Police quango gave £160k to boss facing domestic abuse trial
Whistleblower reveals £400k watchdog payouts
‘No reaction... at the most senior level’ ‘It was a golden handshake’
A POLICE quango executive was given a ‘golden handshake’ of more than £160,000 despite facing prosecution for domestic abuse, a tribunal heard yesterday.
Amy McDonald, former financial accountability officer at the Scottish Police Authority (SPA), revealed details of a series of extraordinary deals worth hundreds of thousands of pounds of taxpayers’ money.
The experienced chartered accountant said she had uncovered massive payoffs for senior executives – and claimed she was ignored after blowing the whistle on ‘significant wrong-doing’.
Mrs McDonald, 44, also told the Glasgow tribunal an executive who had quit, with another job lined up, withdrew their resignation after an SPA official told them a redundancy deal was possible – and a payoff of nearly £80,000 was arranged.
The deal allegedly came to light when the executive was seen distributing ‘champagne and goody bags’ to colleagues.
Mrs McDonald told the hearing, before employment judge Susan Walker, that she was sidelined within the SPA and frozen out of key meetings after raising concerns about finances.
She felt ‘disowned’ and ‘isolated’ after her fears of possible wrongdoing were not taken seriously – and now works at the SPA in a role in the forensics division. She said she came into the public sector because she ‘did not want to work for people who were extremely rich and make them richer’.
Explaining her frustration, she said: ‘It was my expectation that something would be done.

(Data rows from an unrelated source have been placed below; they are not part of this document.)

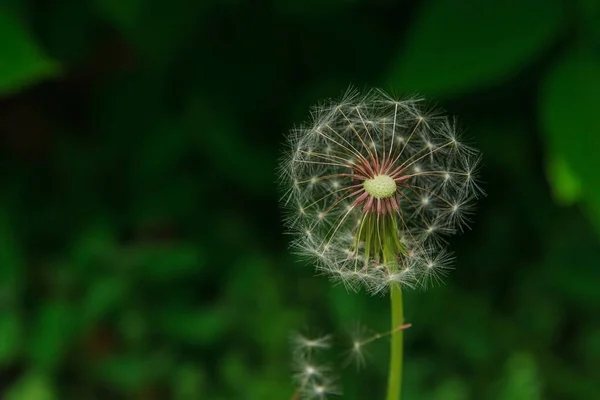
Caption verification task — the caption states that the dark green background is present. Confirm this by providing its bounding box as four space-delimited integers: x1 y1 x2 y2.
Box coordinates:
0 0 600 400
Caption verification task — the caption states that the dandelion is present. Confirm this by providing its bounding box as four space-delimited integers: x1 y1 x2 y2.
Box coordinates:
279 90 482 400
280 90 481 293
292 334 340 400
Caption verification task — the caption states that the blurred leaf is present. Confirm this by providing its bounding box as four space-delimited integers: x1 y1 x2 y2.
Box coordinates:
81 277 126 325
546 156 581 206
27 300 78 371
97 355 154 391
127 242 205 282
93 0 211 63
389 0 563 96
576 0 600 48
172 364 206 400
158 308 229 345
2 372 58 400
0 208 24 302
0 312 23 367
498 353 542 400
185 102 277 194
429 378 469 400
70 223 118 272
0 7 59 95
540 51 600 233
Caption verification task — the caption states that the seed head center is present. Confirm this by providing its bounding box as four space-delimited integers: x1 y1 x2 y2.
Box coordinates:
363 175 396 199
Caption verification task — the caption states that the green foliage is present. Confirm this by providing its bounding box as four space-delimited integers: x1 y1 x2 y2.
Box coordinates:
0 6 59 95
389 0 562 96
540 51 600 233
0 0 600 400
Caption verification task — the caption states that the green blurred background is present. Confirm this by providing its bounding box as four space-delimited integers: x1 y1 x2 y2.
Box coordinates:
0 0 600 400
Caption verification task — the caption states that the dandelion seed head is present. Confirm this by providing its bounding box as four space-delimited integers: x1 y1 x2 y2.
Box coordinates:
279 90 483 294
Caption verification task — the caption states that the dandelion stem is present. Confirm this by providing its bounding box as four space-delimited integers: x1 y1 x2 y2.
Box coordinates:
387 285 404 400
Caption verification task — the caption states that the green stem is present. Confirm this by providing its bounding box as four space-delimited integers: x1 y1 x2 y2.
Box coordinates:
387 285 404 400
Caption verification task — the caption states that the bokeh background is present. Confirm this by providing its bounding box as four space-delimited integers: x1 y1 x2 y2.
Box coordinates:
0 0 600 400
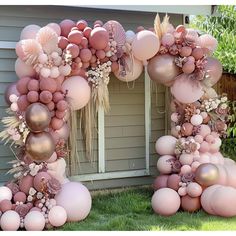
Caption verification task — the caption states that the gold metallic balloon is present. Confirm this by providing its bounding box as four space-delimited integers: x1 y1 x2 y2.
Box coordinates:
25 103 51 133
195 163 219 186
25 132 55 162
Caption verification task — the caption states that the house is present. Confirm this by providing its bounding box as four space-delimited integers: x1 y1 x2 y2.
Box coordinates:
0 6 212 189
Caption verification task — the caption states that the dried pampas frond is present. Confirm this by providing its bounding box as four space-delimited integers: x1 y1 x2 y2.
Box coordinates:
161 14 170 36
20 39 43 65
154 13 162 39
36 26 58 54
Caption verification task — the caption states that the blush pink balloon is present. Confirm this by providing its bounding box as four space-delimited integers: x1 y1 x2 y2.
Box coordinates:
0 210 20 231
171 74 204 103
15 58 36 78
132 30 160 61
152 188 180 216
48 206 67 227
24 211 45 231
62 76 91 110
55 182 92 221
114 56 143 82
20 25 41 40
155 135 177 155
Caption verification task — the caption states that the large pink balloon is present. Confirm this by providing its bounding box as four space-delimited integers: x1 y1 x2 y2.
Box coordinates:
132 30 160 61
4 82 20 105
114 56 143 82
203 57 223 87
15 58 36 78
147 54 181 87
62 76 91 110
152 188 180 216
155 135 177 155
171 74 204 103
55 182 92 221
20 25 40 40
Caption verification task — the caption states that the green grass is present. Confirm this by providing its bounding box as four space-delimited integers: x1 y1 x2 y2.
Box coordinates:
57 188 236 231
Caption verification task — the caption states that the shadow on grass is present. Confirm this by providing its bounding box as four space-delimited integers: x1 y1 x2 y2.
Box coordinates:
57 188 236 231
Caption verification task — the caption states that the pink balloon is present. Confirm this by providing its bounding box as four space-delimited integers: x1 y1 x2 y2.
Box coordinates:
20 25 41 40
0 210 20 231
24 211 45 231
48 206 67 227
114 56 143 82
55 182 92 221
89 27 109 50
62 76 91 110
15 58 36 78
171 74 204 103
132 30 160 61
59 19 76 37
152 188 180 216
4 83 20 105
155 135 177 155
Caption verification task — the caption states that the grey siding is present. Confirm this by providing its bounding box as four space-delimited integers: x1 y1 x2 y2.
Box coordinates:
0 6 182 189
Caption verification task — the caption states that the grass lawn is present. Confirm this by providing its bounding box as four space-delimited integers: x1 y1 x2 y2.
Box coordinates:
57 188 236 231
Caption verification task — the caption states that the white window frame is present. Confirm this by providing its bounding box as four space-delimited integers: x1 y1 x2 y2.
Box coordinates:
0 41 151 181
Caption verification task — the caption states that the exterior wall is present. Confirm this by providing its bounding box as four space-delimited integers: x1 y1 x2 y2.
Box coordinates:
0 6 182 189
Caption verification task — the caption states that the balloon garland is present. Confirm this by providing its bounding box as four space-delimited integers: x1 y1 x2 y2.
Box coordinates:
0 12 236 230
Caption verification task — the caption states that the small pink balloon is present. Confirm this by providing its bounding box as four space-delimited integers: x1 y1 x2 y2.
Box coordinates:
48 206 67 227
24 211 45 231
59 19 76 37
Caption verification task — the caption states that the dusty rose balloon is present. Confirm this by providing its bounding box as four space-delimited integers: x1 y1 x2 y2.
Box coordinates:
24 211 45 231
55 123 70 140
0 199 12 212
20 25 41 40
55 182 92 221
58 36 69 50
13 192 26 203
179 153 193 165
147 54 181 86
0 210 20 231
152 175 168 191
132 30 160 61
19 175 34 194
203 57 223 87
152 188 180 216
59 19 76 37
181 195 201 212
25 131 55 162
157 155 175 174
171 74 204 103
4 83 20 105
15 58 36 78
62 76 91 110
89 27 109 50
187 182 202 197
25 103 51 132
155 135 177 155
68 30 83 45
34 171 51 192
114 56 143 82
167 174 181 191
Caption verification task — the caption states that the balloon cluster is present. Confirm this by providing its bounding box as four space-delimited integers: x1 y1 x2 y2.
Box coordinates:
150 18 236 217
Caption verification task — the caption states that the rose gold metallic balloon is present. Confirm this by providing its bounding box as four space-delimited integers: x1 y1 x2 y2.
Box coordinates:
195 163 219 186
25 103 51 133
147 54 181 86
25 132 55 162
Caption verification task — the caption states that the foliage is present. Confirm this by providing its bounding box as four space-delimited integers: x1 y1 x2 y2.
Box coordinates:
57 188 236 231
190 5 236 74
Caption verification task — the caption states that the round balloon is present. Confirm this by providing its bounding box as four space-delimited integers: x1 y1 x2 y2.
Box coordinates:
62 76 91 110
147 54 181 87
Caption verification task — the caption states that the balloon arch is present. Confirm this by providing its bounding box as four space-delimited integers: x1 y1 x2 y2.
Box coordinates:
0 15 236 230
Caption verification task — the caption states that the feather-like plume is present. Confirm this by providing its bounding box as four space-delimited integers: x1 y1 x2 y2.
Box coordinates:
154 13 162 39
161 14 170 37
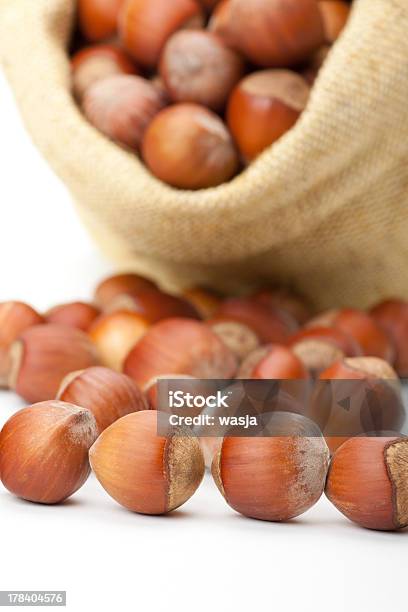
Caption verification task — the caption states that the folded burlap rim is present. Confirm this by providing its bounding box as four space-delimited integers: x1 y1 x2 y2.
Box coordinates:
0 0 408 308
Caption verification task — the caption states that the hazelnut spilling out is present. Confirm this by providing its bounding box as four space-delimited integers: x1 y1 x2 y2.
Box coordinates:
236 344 272 380
0 302 45 388
307 308 395 363
212 413 329 521
71 45 138 101
9 323 98 403
319 0 350 44
210 0 325 68
0 401 98 504
95 274 156 310
45 302 101 331
370 299 408 377
326 437 408 531
208 320 259 363
57 366 148 433
90 411 205 514
252 287 310 325
213 298 298 344
142 103 239 190
88 310 150 372
160 30 245 111
289 327 362 376
316 357 405 452
119 0 204 69
227 70 310 162
78 0 123 42
82 75 166 150
183 287 222 319
108 289 200 323
251 345 309 380
124 319 237 389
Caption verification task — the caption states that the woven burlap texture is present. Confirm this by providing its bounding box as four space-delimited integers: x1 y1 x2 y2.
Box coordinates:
0 0 408 308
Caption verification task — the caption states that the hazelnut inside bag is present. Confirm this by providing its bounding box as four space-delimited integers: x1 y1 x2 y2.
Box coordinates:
0 0 408 309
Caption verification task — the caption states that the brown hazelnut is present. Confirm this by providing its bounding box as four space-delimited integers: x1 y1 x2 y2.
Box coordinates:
0 400 98 504
212 298 298 344
89 411 204 514
71 45 138 100
109 289 200 323
82 75 166 149
370 299 408 378
142 104 239 190
95 273 156 309
57 366 148 433
319 0 350 44
210 0 324 68
160 30 245 111
307 308 395 363
89 310 150 372
0 302 45 388
326 437 408 531
227 70 310 162
212 412 329 521
45 302 101 331
119 0 204 69
9 323 98 402
78 0 123 42
124 319 237 389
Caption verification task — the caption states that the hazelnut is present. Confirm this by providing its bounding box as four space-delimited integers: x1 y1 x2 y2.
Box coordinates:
144 374 198 410
57 366 148 433
78 0 123 42
252 287 310 325
45 302 100 331
95 274 156 309
89 411 204 514
212 412 329 521
0 302 44 388
160 30 245 111
319 357 398 381
326 437 408 531
319 0 350 44
71 45 138 100
124 319 237 389
142 104 239 190
183 287 221 319
208 320 260 363
0 401 97 504
318 357 405 453
82 75 166 149
9 323 98 402
236 344 272 380
227 70 310 162
370 299 408 377
212 298 298 344
302 45 331 87
210 0 324 68
307 310 395 363
119 0 204 69
89 310 150 372
109 289 199 323
289 327 362 376
250 344 309 380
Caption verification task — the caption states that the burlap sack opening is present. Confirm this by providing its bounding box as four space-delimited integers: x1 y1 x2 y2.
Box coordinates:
0 0 408 308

I did not expect there to be no reaction from people at the most senior level – that was something I felt awful about.’
She said she found out about an executive who left the SPA in 2016 with a payout of £165,000, despite having been arrested and charged with domestic abuse weeks before. Mrs McDonald said: ‘This individual did not come back to work and a redundancy payment was made to that person, signed off by [then SPA chief executive] John Foley. He [Mr Foley] was aware of the circumstances of why that senior executive was not at work when he signed the authorisation. He was advised by the director of governance, “Are you sure you want to sign off that payment?”’
But Mr Foley signed it off, something which Mrs McDonald said ‘still bothers me now’. She said: ‘It was a golden handshake in circumstances of gross misconduct… it was worthy of investigation by Audit Scotland.’

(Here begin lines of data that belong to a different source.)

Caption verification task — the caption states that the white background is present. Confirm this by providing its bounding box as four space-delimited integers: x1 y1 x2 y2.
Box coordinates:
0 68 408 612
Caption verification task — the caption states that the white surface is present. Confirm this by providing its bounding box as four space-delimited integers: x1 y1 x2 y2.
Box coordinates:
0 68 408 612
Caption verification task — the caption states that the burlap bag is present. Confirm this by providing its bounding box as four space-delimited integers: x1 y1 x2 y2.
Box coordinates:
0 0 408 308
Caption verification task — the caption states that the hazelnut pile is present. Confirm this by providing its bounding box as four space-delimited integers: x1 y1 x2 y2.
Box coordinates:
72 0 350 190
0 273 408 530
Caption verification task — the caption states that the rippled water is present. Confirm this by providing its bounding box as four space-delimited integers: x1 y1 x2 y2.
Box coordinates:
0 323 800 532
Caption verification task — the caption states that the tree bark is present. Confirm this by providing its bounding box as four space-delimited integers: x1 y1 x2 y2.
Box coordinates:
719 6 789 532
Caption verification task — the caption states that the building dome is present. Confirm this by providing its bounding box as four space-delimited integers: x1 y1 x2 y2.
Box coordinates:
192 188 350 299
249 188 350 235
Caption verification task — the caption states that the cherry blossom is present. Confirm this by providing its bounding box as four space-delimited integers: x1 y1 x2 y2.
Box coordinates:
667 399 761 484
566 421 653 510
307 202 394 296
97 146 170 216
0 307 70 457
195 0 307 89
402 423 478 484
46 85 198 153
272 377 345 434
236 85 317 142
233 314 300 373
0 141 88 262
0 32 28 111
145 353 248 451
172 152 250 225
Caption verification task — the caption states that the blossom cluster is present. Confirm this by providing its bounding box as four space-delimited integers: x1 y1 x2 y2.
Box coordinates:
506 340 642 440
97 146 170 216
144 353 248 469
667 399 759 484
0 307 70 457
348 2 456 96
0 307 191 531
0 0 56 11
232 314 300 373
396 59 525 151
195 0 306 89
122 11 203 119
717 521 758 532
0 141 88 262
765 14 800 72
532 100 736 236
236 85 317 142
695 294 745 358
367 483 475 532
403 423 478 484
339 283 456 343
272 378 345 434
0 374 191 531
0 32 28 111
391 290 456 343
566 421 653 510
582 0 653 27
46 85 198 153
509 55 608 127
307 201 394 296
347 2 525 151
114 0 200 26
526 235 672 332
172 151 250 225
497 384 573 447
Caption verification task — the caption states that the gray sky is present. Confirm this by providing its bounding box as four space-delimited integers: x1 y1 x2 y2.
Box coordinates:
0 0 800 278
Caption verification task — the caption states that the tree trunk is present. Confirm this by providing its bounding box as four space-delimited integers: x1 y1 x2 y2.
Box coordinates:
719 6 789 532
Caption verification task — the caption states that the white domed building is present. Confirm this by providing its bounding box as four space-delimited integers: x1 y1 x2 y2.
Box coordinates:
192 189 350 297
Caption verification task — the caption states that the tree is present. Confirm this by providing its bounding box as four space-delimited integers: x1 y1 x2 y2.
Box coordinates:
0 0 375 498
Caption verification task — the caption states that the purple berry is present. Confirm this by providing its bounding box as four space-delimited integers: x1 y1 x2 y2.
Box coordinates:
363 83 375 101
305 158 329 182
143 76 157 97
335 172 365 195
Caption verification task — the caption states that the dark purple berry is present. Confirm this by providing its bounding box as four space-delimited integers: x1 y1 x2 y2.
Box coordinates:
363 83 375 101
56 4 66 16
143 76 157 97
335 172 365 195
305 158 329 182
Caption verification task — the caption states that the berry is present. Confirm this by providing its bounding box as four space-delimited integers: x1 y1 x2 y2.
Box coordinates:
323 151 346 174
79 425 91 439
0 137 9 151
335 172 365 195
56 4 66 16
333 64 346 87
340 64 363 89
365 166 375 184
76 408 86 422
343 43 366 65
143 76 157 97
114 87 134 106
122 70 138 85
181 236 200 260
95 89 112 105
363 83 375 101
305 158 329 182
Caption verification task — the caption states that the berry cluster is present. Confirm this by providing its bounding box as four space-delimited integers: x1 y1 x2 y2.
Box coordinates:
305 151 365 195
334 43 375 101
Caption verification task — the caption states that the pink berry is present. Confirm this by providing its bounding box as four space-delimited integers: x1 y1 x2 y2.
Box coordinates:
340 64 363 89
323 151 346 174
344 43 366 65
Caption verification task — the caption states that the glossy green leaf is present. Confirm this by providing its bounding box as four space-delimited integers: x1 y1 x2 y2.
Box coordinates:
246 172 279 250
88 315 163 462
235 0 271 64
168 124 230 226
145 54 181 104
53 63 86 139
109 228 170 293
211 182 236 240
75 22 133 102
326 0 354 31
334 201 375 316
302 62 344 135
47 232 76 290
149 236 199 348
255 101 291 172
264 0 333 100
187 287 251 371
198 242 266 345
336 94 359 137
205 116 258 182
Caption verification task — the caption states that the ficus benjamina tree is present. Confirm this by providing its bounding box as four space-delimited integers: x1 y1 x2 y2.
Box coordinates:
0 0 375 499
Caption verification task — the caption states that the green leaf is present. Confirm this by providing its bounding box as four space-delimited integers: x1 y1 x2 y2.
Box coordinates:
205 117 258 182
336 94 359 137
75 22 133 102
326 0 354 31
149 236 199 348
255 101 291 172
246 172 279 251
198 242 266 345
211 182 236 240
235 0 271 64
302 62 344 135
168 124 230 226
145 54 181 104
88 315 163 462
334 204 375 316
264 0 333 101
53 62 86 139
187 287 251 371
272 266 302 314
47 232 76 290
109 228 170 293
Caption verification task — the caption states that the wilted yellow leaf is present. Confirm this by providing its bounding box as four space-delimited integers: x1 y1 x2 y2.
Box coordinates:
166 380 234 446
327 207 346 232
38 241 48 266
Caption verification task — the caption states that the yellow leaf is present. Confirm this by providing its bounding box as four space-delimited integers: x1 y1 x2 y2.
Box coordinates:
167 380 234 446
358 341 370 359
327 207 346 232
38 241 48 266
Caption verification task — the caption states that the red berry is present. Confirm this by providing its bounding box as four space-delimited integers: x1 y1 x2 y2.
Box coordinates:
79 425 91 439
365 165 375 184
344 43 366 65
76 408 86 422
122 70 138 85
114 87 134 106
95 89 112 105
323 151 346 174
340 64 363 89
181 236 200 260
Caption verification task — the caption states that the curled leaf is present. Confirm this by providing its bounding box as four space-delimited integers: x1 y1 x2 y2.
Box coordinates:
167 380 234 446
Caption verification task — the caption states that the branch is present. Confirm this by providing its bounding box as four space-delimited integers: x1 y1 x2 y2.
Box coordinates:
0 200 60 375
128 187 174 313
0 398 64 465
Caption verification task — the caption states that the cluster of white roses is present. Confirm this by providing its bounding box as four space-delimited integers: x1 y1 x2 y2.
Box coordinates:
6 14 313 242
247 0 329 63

In June 2016, she found another senior executive had been given a redundancy package of £108,000, when in fact Mrs McDonald said they were only entitled to £38,000. In another case, an executive had worked for the SPA for less than two years and therefore did not qualify for redundancy, Mrs McDonald said – but they were given a £47,000 payment.
Regarding the official who withdrew their resignation, she said she emailed Mr Foley and the then SPA chairman Andrew Flanagan, who did not reply. Mrs McDonald said she alerted Justice Secretary Michael Matheson about her concerns.

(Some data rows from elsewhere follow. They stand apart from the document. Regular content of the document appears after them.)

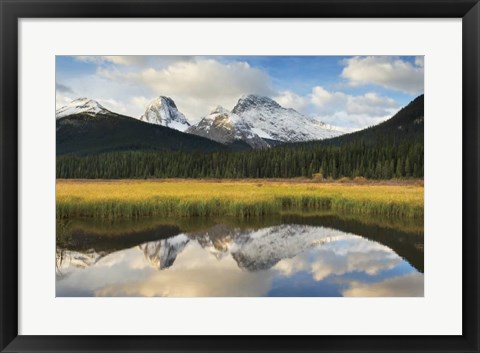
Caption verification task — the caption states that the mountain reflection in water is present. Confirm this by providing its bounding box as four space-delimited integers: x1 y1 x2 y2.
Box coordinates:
56 219 424 297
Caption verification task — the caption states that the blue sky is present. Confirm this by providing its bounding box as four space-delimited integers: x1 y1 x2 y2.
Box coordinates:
56 56 424 130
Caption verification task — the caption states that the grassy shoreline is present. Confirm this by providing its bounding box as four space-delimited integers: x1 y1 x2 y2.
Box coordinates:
56 179 424 219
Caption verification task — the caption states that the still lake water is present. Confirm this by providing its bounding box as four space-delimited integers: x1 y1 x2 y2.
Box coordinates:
56 215 424 297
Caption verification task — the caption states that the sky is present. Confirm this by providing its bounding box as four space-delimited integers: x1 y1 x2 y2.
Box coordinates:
55 56 424 131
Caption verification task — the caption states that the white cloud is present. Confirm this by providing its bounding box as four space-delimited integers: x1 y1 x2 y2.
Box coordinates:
97 60 274 118
57 56 408 131
341 56 424 94
273 91 310 112
274 86 400 131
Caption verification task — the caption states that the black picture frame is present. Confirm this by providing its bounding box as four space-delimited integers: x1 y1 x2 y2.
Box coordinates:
0 0 480 352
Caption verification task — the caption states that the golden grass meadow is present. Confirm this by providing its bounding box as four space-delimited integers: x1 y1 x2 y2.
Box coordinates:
56 179 424 220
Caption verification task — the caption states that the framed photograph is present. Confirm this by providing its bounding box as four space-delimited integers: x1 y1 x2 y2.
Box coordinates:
0 0 480 352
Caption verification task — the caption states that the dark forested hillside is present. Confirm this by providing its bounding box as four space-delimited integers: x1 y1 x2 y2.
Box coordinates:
57 95 424 179
56 114 246 156
323 94 424 145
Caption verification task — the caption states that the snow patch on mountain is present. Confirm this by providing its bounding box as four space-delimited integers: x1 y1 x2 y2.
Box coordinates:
55 97 111 120
139 96 190 132
232 95 342 142
185 106 268 148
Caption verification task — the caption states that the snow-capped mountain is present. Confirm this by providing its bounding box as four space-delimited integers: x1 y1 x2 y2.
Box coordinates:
139 96 190 132
55 97 112 119
185 106 268 148
232 95 342 142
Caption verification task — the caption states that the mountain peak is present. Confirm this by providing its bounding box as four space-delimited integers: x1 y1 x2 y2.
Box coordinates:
140 96 190 131
232 94 281 114
55 97 111 119
186 105 268 148
232 94 341 142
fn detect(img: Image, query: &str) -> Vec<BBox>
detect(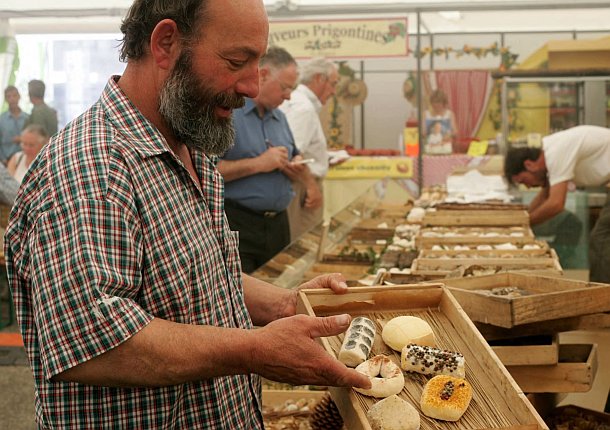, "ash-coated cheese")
[338,317,375,367]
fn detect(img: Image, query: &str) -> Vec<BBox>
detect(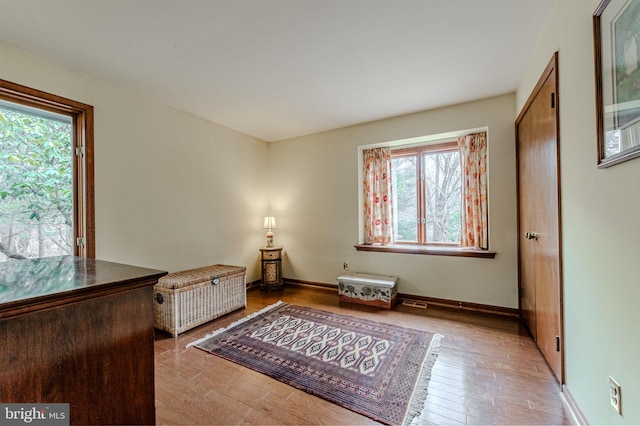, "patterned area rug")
[189,302,442,425]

She said she had been told in a job appraisal in April 2016 with Mr Foley that her role was being made redundant and later read in a press release that she was leaving the SPA. In fact she stayed on in a different role.
She raised her concerns in a formal grievance procedure and had a meeting in November 2016 with then SPA deputy chairman Nicola Marchant but there was ‘little discussion’. A complaint about the way her redundancy was handled was upheld, but her concerns about financial wrong-doing were not. An anonymity order prevents the payoff recipients being named.
Audit Scotland has previously criticised the SPA’s ‘poor governance and poor use of public money’.
Mr Foley stood down in November and Mr Flanagan quit last year after he was accused of bullying.
Mrs McDonald’s claim is being brought under whistleblowing legislation. In legal terms, she alleges the SPA subjected her to detriment because she raised concern about misuse of public funds. The tribunal continues.